Connectivity in neighbourhood
Closer home, India has been weaving a new fabric of regional connectivity. The most striking progress has come in the power sector. New Delhi has operationalised an agreement to import 10 gigawatts of electricity from Nepal over the next decade, with flows already crossing 1.1 gigawatts this monsoon.
Even more significant was the launch in June of a 40 megawatt power export from Nepal to Bangladesh via Indian grids, the first trilateral electricity trade in South Asia. These initiatives are positioning India as a regional energy hub, embedding trust and interdependence in the arteries of steel and current that crisscross the subcontinent. Diplomatic platforms such as Bimstec, the Asean corridors, Brics+ and the Quad are emerging not merely as forums for dialogue but as engines of investment, innovation and standard-setting.
Indo-Pacific stakes
Beyond its immediate borders, the Indo-Pacific looms large. From the Indian Ocean to the South China Sea, New Delhi has made maritime stability a priority, investing in naval cooperation, port governance and disaster-response frameworks.

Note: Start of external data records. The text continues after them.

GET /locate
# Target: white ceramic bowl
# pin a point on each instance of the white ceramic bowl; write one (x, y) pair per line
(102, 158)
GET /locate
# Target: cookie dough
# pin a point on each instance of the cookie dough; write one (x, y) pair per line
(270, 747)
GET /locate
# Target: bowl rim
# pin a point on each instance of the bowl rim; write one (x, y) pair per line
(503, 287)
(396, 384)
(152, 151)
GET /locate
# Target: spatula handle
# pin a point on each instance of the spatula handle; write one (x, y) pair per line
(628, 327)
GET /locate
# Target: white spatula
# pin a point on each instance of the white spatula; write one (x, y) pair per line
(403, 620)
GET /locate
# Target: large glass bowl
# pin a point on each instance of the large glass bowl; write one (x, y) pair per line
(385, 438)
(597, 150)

For coastal communities and fishermen, this is more than grand strategy: it is about ensuring livelihoods can depend on predictable, lawful order at sea.
Economic transformation at home
At the domestic level, India’s economic reconfiguration is being built on three pillars. The first is semiconductors. With more than $15 billion in new projects, including Tata-PSMC’s Dholera plant and Micron’s facility in Gujarat now entering production validation, India is stepping into the ranks of critical technology producers.
The second is green hydrogen. Under its national mission, New Delhi has set a target of five million tonne of annual production by 2030, underpinned by 125 gigawatts of renewable energy. The third is digital public infrastructure. India’s Unified Payments Interface, already linked to Singapore, Sri Lanka and Mauritius, with the UAE expected soon, has become a regional calling card of interoperability and trust, projecting digital governance as a form of soft power.
Challenges ahead
Yet the path ahead is far from smooth. Geopolitical flashpoints remain alive, from fragile borders to uneasy neighborhood politics. The pace of domestic reform — in transparency, regulation and skilling — will determine whether India can seize the benefits of global partnerships. And the governance of technology, from privacy and cybersecurity to data localisation, requires coherent national policy aligned with regional and global norms.
The road forward
The larger challenge is to ensure that India’s growth is inclusive, that the dividends of trade and technology translate into jobs, opportunity and human development. Strategic advantage does not lie in GDP numbers alone, but in the ability to act as a bridge between civilisations, a convenor of dialogue and a magnet for innovation. In the end, India’s region is not a problem to be managed but a network of opportunities to be nurtured. The task before policymakers is to diversify boldly, govern pragmatically and lead with climate and connectivity. Resilience, pragmatism and innovation will decide whether today’s disruptions become tomorrow’s strengths.